Pan Fried Honey Garlic Shrimp
Low carb pan fried shrimp dinner with Chinese flare made right at home in under 30 minutes. Flavors of honey, soy, garlic and red pepper flakes bring flare and flavor to this amazing dish.
In a pan over medium heat melt 4 tbsp butter, add garlic and cook until fragrant. Add honey and soy sauce, lime juice, black pepper powder, salt, and chili flakes. Stir and cook until the sauce becomes sticky; once done remove the sauce from the pan.
Reserve half of the sauce for serving and the rest for cooking with the shrimp.
In the same pan over medium heat melt 1 tablespoon of butter, add the shrimps in a single layer, and cook for 2-3 minutes on each side.
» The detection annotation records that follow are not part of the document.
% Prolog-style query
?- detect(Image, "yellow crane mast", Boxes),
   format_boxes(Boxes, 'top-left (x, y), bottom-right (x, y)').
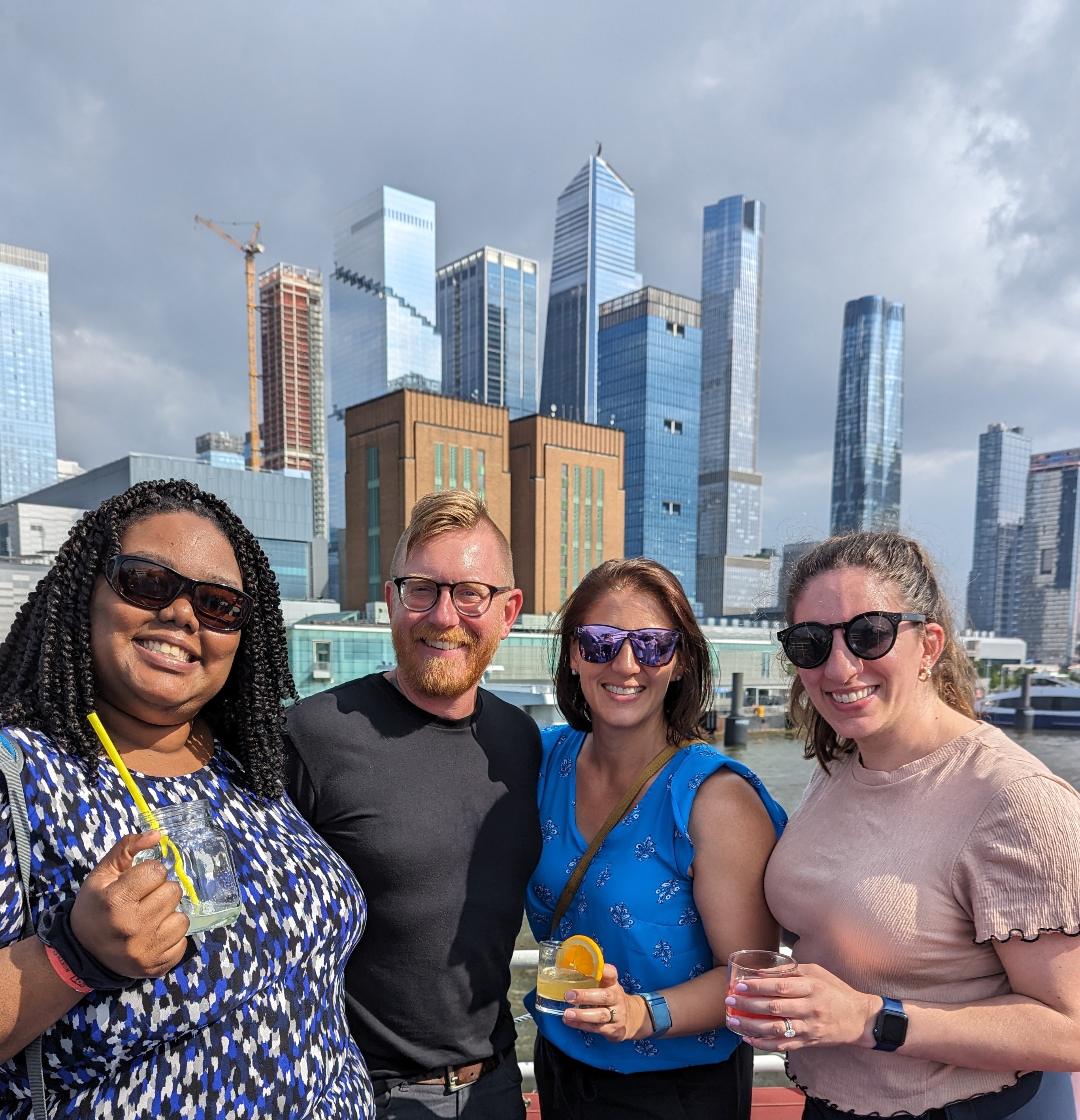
top-left (195, 214), bottom-right (263, 470)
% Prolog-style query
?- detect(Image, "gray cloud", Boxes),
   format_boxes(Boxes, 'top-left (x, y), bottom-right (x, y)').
top-left (0, 0), bottom-right (1080, 604)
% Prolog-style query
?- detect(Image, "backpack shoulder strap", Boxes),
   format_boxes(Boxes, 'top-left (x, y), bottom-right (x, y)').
top-left (0, 730), bottom-right (49, 1120)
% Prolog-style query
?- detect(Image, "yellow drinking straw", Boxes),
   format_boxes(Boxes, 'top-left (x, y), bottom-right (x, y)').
top-left (86, 711), bottom-right (199, 906)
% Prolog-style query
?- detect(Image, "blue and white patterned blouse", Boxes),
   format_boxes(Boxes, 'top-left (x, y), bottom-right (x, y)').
top-left (525, 727), bottom-right (788, 1073)
top-left (0, 728), bottom-right (375, 1120)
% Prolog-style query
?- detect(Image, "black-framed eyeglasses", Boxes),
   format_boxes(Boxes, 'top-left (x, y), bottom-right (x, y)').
top-left (104, 555), bottom-right (255, 634)
top-left (574, 625), bottom-right (683, 669)
top-left (394, 576), bottom-right (514, 618)
top-left (777, 610), bottom-right (927, 669)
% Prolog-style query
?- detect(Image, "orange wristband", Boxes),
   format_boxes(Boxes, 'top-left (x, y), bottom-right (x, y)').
top-left (45, 945), bottom-right (94, 996)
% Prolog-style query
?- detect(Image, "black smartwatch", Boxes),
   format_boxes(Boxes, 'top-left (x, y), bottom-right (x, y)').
top-left (874, 996), bottom-right (908, 1050)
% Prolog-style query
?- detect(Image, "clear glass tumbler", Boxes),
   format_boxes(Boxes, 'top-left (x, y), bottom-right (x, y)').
top-left (728, 949), bottom-right (799, 1019)
top-left (536, 941), bottom-right (600, 1015)
top-left (133, 801), bottom-right (243, 934)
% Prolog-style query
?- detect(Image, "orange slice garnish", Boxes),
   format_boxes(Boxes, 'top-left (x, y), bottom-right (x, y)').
top-left (555, 934), bottom-right (603, 980)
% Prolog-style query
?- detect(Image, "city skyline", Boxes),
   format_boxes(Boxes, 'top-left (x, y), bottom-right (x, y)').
top-left (0, 0), bottom-right (1080, 601)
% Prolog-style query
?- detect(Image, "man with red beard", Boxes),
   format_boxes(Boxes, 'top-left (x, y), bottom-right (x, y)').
top-left (286, 491), bottom-right (541, 1120)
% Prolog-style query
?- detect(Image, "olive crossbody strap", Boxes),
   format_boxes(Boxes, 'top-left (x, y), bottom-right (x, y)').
top-left (550, 747), bottom-right (683, 937)
top-left (0, 731), bottom-right (49, 1120)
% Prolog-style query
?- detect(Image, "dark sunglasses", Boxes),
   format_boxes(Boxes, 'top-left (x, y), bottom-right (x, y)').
top-left (105, 557), bottom-right (254, 633)
top-left (574, 626), bottom-right (683, 669)
top-left (777, 610), bottom-right (927, 669)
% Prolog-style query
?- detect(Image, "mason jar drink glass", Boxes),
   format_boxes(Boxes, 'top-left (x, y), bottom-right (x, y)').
top-left (133, 801), bottom-right (243, 934)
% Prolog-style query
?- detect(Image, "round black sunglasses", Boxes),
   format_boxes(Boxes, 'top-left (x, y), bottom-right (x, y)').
top-left (777, 610), bottom-right (927, 669)
top-left (105, 555), bottom-right (254, 634)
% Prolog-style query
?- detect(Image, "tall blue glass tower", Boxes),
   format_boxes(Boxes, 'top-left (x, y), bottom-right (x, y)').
top-left (697, 195), bottom-right (772, 616)
top-left (0, 245), bottom-right (56, 505)
top-left (833, 296), bottom-right (904, 533)
top-left (967, 423), bottom-right (1031, 637)
top-left (597, 288), bottom-right (702, 599)
top-left (435, 245), bottom-right (539, 420)
top-left (327, 187), bottom-right (442, 533)
top-left (541, 152), bottom-right (641, 423)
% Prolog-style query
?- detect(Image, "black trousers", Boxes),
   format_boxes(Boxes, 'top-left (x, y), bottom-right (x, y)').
top-left (535, 1035), bottom-right (753, 1120)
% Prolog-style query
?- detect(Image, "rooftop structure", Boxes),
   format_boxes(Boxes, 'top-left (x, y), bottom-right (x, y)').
top-left (0, 244), bottom-right (56, 502)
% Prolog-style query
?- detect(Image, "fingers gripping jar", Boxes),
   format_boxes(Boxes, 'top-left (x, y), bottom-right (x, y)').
top-left (133, 801), bottom-right (243, 934)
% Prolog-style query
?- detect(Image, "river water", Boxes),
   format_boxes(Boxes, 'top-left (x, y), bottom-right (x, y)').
top-left (510, 728), bottom-right (1080, 1084)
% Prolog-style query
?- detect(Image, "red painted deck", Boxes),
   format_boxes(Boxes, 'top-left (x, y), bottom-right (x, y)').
top-left (525, 1089), bottom-right (803, 1120)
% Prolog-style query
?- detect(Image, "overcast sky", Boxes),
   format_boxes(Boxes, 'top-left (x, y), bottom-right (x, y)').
top-left (0, 0), bottom-right (1080, 609)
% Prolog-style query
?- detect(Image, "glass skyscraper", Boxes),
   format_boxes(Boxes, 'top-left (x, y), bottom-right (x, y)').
top-left (435, 245), bottom-right (539, 420)
top-left (967, 423), bottom-right (1031, 637)
top-left (697, 195), bottom-right (772, 616)
top-left (541, 152), bottom-right (641, 423)
top-left (1016, 447), bottom-right (1080, 665)
top-left (833, 296), bottom-right (904, 533)
top-left (0, 244), bottom-right (56, 505)
top-left (327, 187), bottom-right (442, 533)
top-left (597, 288), bottom-right (702, 599)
Once the shrimps turn pink and curled slightly, add half of the sauce and cook for another 1 minute so that the shrimps are well coated in the sauce (do not overcook)
Serve hot garnished with chopped scallions, rice, steamed broccoli, and the reserved sauce.
- You can store the leftover honey garlic shrimps in an airtight container for 3-4 days in the refrigerator. To reheat, just pop them in the microwave for a minute or two or until warmed. Do not overheat, as the shrimps might dry out.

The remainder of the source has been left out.